Let's say you drive the exact same freeway to work every day-. Usually, it is the fastest, and most effortless way to get there. But one day, there is a crash (happens daily here in C/S...). You have no other idea how to get to work, so like thousands of other sheep, you just sit there, being completely unproductive.
Meanwhile, your co-worker who has more knowledge of the local streets, listens to the radio, hears about the crash and ensuing gridlock, chooses another route, gets to work on time, and closes the big deal!

Since these "crashes" happen regularly in skiing, it is the more knowledgable instr who is not going to let it faze him, and is going to close the deal with the student. The one trick pony had better learn a few more tricks!

:
post #17 of 19
Thread Starter 
Ric, I agree that it's not about a single narrowly defined approach. However, it seems to me that there are some general classifications of approaches that can be compared. For the sake of understanding we certainly can compare approach 1 with approach 2 (both general approaches with some flexibility but also significant differences between them) in two separate groups. What you're saying is that for some, approach 1 might be best, and for others approach approach 2 would be the ticket. This, however, should be part of the outcome for a well designed study (that might even involve some crossover between groups based on poor initial outcome). All I'm saying is that it isn't that hard to study fundamental approaches for ski instruction (especially at the beginner level) and that this is better than a bunch of widely varying subjective impressions about efficacy.

If the approach truly doesn't make a significant difference such a study will just show no differences and that in itself would be valuable information.
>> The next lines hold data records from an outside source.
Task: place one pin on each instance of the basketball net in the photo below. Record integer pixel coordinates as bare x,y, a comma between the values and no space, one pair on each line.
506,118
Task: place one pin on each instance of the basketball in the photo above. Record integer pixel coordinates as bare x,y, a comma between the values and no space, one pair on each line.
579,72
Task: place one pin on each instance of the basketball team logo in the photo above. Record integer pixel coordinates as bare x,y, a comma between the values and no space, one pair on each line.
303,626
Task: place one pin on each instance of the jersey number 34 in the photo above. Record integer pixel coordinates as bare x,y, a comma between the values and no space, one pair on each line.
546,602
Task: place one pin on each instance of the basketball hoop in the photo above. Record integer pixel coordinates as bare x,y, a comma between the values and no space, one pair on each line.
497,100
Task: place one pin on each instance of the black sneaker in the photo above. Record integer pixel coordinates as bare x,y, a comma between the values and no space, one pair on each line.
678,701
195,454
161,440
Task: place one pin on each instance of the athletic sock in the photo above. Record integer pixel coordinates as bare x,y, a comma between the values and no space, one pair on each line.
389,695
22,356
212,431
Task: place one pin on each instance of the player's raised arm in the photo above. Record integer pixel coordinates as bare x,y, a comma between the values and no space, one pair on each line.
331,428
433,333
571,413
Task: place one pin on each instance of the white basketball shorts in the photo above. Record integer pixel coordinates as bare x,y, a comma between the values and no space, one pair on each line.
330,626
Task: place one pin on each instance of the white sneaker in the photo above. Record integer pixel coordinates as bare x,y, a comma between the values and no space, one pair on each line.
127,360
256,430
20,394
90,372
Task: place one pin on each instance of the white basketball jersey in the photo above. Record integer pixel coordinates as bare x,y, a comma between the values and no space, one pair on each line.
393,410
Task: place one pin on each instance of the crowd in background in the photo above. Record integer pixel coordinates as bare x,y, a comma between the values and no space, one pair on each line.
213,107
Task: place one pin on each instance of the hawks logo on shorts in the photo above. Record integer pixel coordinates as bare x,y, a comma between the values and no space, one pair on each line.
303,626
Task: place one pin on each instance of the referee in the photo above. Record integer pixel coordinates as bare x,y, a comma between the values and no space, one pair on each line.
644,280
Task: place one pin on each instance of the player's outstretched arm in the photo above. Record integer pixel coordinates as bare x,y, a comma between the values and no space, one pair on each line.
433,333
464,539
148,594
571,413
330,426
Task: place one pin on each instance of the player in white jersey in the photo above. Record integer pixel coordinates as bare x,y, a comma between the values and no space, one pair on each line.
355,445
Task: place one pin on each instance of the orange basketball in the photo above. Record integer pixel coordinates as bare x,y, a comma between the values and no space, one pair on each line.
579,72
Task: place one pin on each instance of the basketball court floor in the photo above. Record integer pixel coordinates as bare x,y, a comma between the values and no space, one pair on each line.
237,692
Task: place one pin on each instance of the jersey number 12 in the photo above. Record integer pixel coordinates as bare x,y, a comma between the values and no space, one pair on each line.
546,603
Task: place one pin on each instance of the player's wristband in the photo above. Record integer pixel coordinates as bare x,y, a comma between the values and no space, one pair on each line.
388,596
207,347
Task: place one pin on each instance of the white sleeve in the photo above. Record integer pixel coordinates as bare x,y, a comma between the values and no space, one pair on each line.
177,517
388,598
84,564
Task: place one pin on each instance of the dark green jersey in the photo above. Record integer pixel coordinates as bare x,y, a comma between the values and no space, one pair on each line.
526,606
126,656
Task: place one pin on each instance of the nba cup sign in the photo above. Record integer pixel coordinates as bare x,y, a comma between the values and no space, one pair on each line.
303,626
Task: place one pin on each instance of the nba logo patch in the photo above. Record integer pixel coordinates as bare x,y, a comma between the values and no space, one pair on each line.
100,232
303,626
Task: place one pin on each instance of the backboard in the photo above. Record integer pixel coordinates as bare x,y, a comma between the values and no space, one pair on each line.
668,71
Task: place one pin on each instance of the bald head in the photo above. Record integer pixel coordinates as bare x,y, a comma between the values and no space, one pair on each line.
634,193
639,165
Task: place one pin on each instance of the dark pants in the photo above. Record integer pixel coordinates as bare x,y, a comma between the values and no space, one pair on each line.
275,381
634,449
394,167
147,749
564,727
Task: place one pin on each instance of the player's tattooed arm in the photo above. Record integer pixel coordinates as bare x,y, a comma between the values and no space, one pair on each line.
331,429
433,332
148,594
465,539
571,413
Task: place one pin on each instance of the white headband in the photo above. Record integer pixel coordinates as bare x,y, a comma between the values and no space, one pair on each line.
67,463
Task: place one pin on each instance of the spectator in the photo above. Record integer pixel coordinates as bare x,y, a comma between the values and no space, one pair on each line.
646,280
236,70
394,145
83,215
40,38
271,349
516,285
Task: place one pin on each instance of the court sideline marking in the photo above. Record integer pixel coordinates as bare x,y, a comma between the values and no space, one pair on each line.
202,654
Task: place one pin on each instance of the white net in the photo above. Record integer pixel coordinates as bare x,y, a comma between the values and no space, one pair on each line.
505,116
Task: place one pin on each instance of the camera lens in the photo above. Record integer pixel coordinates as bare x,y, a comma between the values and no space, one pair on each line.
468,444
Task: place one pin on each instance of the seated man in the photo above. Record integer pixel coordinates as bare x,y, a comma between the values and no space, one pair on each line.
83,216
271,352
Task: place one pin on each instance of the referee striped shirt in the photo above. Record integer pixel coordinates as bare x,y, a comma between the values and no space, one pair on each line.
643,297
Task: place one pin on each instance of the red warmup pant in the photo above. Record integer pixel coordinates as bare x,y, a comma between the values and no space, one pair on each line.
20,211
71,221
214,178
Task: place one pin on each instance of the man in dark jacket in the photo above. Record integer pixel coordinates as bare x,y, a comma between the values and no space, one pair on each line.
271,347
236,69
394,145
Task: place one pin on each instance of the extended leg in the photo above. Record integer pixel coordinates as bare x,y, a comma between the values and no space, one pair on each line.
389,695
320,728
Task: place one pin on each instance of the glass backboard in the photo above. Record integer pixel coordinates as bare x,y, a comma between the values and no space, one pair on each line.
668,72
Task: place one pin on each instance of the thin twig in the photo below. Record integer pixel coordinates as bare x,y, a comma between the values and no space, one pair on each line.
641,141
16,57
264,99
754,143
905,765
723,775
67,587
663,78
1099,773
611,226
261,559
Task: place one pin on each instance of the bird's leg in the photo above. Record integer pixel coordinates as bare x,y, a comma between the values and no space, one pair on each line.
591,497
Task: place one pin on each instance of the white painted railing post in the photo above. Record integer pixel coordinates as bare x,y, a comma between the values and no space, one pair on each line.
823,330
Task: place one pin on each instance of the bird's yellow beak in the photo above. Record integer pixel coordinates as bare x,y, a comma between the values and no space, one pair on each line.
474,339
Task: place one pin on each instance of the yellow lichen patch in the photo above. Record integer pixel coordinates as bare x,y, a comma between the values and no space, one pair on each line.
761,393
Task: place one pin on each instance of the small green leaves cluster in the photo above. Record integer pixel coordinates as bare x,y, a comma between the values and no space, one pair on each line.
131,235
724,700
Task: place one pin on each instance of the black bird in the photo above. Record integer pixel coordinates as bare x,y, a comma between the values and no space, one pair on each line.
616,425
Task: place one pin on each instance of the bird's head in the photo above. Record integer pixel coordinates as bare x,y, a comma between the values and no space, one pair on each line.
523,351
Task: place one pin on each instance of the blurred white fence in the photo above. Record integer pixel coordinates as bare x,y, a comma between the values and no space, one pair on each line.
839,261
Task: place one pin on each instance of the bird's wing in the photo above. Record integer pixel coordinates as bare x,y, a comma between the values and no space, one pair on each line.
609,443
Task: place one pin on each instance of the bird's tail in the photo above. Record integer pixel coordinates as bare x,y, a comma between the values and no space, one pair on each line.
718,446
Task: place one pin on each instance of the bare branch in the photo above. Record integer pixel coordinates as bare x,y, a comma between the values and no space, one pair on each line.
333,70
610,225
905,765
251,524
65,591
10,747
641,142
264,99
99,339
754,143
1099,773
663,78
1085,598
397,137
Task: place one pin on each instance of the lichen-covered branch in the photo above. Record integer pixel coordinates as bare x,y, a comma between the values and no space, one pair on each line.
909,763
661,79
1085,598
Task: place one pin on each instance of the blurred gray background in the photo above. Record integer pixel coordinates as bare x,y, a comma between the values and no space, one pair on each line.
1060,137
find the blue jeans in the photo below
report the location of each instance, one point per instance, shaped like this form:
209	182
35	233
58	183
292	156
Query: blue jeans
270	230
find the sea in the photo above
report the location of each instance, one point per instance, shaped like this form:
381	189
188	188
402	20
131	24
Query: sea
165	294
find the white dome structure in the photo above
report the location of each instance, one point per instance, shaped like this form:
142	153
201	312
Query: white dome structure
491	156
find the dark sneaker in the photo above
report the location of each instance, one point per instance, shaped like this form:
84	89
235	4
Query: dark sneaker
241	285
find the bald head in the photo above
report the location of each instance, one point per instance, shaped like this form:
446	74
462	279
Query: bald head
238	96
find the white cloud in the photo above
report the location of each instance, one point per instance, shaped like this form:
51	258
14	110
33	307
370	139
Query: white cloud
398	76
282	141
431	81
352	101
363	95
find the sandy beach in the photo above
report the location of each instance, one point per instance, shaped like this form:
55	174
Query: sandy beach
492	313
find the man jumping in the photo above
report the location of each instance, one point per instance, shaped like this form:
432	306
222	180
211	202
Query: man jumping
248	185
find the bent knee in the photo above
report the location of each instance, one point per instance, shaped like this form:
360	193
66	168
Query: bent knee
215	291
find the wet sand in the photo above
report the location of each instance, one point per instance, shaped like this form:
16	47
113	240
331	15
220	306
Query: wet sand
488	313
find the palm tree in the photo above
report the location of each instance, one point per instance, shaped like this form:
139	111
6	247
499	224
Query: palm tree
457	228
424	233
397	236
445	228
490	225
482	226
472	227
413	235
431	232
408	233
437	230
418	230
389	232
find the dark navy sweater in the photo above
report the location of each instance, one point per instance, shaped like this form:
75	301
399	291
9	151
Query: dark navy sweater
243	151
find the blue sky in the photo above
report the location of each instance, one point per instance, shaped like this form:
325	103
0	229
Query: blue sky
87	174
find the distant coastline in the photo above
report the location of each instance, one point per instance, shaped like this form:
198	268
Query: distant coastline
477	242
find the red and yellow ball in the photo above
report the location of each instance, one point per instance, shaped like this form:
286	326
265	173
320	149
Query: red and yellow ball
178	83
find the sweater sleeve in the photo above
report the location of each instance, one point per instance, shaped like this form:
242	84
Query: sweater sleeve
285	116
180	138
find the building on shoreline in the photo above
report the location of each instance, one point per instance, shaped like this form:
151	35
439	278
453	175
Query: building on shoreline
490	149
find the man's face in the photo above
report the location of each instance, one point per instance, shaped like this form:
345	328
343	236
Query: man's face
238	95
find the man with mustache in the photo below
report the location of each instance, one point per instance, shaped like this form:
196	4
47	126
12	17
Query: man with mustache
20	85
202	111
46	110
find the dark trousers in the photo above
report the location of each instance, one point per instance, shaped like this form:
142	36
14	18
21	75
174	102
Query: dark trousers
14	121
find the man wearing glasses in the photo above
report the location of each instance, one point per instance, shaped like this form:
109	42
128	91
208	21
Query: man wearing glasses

[ November 21, 2003, 08:32 AM: Message edited by: Si ]
post #18 of 19
From reading this stuff you instructors post for the last 4 years, I have come to the conclusion that terrain (including snow conditions) and equipment make more of a difference for a beginner than anything else.
post #19 of 19
Milesb-
You may not be that far off the mark...

A great ski instr once said "if it weren't for the terminology, there would be no need for professionals at all"

Given the right environment and equipment, an average person could probably figure out how to ski on their own. The role of the pro is merely to shortcut that process.